For decades, Prof. Nelson argued for improved declassification practices in almost every venue imaginable, from congressional hearings to the most obscure and transient advisory bodies. As a professor of history at American University, she insisted that government records were public property and that access to such records was one of the foundations of good citizenship.
Among many other posts, she served as a presidentially-appointed member of the JFK Assassination Records Review Board, which was tasked to oversee the declassification of records concerning the assassination of President Kennedy. Because of the perseverance of Dr. Nelson and her colleagues, that Board was uniquely productive in overcoming longstanding barriers to declassification, particularly those pertaining to intelligence agency records.
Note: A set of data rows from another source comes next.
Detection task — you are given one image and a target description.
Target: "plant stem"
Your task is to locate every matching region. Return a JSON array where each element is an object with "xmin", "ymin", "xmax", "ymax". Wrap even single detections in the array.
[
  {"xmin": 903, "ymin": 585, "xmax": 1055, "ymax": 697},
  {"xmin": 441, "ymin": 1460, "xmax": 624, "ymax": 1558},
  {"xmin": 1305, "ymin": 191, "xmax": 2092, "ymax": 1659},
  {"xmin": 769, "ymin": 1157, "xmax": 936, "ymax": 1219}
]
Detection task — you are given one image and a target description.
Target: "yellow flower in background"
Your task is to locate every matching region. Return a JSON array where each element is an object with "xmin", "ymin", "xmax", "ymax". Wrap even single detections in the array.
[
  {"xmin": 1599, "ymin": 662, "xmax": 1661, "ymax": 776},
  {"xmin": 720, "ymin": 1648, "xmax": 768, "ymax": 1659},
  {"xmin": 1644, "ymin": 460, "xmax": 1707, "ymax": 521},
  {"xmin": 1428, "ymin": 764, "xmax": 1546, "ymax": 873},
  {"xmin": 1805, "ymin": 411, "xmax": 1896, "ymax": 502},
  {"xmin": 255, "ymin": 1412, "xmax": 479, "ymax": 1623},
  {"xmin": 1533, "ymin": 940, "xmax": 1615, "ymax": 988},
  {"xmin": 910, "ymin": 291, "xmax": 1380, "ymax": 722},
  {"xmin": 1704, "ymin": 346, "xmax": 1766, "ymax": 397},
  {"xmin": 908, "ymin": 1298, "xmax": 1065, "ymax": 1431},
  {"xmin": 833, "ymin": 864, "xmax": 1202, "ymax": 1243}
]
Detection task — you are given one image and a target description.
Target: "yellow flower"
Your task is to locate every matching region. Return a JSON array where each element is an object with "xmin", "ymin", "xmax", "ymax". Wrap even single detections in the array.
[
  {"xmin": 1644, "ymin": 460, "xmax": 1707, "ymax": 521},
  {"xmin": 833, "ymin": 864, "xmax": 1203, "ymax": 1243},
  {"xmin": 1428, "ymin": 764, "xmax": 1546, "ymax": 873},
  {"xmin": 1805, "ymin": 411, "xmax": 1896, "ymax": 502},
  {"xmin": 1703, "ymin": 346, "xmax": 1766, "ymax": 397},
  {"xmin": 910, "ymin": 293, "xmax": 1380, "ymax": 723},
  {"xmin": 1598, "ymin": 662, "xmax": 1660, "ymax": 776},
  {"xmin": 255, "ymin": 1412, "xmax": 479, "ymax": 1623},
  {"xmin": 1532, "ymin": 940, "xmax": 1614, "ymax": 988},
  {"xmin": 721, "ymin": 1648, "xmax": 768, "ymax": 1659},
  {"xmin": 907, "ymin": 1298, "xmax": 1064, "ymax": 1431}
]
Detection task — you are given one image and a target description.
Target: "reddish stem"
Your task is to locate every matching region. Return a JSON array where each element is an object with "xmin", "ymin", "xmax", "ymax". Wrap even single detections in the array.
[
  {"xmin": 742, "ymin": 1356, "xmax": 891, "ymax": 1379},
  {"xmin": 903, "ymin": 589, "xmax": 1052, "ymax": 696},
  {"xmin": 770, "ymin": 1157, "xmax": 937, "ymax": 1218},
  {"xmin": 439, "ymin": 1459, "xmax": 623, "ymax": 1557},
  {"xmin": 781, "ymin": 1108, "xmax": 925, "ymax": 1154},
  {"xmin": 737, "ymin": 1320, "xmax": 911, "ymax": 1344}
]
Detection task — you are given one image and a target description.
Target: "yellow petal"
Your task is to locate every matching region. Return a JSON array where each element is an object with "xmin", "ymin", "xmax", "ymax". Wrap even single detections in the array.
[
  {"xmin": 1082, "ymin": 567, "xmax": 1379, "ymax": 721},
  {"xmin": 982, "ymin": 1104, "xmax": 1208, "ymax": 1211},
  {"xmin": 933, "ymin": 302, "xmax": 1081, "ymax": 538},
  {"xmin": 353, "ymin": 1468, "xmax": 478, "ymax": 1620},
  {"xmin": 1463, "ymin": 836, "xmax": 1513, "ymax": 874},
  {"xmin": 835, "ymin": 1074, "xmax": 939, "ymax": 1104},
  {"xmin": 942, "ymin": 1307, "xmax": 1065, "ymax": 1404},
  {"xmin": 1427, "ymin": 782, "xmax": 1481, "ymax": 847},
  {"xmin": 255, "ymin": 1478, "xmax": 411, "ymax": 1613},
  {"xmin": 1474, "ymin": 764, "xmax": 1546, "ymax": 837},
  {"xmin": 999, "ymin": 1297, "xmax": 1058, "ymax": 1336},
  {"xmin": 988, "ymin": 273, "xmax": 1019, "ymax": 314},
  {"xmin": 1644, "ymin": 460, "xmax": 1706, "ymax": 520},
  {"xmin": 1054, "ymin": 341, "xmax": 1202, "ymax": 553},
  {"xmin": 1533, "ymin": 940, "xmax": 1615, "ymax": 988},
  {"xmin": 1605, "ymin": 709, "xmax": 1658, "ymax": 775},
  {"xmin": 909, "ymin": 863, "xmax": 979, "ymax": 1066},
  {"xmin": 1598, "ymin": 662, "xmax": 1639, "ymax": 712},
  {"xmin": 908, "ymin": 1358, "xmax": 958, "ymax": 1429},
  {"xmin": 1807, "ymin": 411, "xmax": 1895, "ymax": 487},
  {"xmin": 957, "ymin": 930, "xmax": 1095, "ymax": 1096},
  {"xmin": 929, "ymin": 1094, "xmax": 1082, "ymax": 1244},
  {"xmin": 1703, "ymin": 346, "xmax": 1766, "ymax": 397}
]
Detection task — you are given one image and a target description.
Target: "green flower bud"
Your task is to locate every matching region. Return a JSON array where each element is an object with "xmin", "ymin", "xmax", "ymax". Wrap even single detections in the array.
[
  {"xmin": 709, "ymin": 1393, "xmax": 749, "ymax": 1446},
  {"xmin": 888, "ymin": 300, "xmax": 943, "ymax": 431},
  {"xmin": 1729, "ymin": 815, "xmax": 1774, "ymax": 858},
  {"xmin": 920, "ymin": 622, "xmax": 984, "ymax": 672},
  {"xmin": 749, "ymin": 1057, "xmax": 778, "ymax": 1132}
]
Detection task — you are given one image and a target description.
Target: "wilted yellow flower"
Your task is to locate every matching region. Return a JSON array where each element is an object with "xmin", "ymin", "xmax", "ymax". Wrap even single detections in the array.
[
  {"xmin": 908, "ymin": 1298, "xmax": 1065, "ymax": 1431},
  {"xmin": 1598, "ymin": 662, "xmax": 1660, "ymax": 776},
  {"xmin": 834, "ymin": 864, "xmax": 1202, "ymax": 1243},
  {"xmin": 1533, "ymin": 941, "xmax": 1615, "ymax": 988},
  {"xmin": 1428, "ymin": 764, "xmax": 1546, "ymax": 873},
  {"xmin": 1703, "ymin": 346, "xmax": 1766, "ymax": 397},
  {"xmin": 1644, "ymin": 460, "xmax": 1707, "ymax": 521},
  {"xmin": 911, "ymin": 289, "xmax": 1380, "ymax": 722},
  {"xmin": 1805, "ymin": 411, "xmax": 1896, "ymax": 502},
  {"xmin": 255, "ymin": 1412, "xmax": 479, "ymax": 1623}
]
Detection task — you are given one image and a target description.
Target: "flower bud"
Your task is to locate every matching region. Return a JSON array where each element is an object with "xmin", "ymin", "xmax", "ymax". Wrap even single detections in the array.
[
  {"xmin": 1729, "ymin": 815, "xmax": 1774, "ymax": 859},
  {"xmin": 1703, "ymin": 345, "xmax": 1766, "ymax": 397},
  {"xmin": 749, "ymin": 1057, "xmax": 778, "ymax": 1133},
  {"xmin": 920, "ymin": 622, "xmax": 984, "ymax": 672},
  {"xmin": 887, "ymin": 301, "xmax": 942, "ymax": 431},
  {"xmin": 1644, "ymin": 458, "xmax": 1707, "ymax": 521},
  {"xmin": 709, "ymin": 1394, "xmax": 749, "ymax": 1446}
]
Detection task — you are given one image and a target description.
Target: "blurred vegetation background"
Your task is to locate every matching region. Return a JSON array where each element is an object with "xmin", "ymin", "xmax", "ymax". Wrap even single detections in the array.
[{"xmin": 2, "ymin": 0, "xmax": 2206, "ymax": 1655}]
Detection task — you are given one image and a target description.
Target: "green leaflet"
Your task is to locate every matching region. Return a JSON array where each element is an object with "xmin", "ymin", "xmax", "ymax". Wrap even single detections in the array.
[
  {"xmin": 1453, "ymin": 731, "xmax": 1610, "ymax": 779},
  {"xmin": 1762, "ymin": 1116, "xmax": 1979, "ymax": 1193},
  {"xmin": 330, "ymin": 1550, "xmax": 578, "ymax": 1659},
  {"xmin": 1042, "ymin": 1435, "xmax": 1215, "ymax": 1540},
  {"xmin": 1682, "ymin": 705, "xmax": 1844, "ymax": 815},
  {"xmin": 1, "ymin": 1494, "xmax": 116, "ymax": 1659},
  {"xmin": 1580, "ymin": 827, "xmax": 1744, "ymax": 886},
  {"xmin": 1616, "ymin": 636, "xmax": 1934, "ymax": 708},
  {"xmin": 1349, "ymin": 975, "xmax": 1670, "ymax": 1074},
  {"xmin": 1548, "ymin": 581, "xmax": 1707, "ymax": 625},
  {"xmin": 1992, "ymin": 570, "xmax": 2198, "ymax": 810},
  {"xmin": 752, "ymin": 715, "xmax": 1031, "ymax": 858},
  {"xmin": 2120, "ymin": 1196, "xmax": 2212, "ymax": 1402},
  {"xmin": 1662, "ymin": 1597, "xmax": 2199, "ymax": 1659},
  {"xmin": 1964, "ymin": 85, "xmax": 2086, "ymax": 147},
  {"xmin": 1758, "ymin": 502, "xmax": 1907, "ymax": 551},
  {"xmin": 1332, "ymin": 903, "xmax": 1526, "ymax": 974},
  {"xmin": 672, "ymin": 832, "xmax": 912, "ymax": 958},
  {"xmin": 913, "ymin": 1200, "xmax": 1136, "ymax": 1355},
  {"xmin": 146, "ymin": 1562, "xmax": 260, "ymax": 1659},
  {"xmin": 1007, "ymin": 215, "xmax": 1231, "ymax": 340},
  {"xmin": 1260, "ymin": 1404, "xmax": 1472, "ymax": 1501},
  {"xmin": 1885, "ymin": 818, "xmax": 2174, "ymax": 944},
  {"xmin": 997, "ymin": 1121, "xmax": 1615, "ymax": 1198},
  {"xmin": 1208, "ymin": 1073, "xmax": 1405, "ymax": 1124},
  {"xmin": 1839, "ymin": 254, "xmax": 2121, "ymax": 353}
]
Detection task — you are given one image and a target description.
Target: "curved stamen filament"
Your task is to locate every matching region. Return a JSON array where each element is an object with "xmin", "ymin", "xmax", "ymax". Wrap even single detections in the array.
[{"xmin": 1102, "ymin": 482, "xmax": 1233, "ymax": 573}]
Nevertheless, she was habitually pessimistic about the prospects for meaningful secrecy reform.
“Given past performance, it is highly unrealistic to assume that agencies, particularly Defense and the CIA, will be completely forthcoming or that the Archives will ever question agency decisions,” she wrote in a 2000 letter to Congress. “Agency declassification of selected, heavily redacted records will not serve the public interest. It will only breed more suspicion.”
Prof. Nelson also spoke out in defense of robust investigative reporting on national security matters. In 2008, for example, she submitted a declaration of behalf of New York Times reporter James Risen, arguing that a grand jury subpoena against him in the pending leak case against former CIA officer Jeffrey Sterling should be quashed.
“If Mr. Risen and other investigative journalists are unable to report effectively on matters of intelligence, the historical record will be incomplete, if not erroneous,” Dr. Nelson wrote.
“Although our own books and articles are stuffed with footnotes, we historians understand that investigative journalists, as observers of the present, must protect their sources. If they do not, the American people will never learn about corruption, incompetence, excessive government secrecy, flaws in homeland security, or disastrous decisions made by policy makers who are advised by their intelligence chiefs,” she wrote. “We must depend upon journalists and journalists must be permitted to depend upon confidential sources.”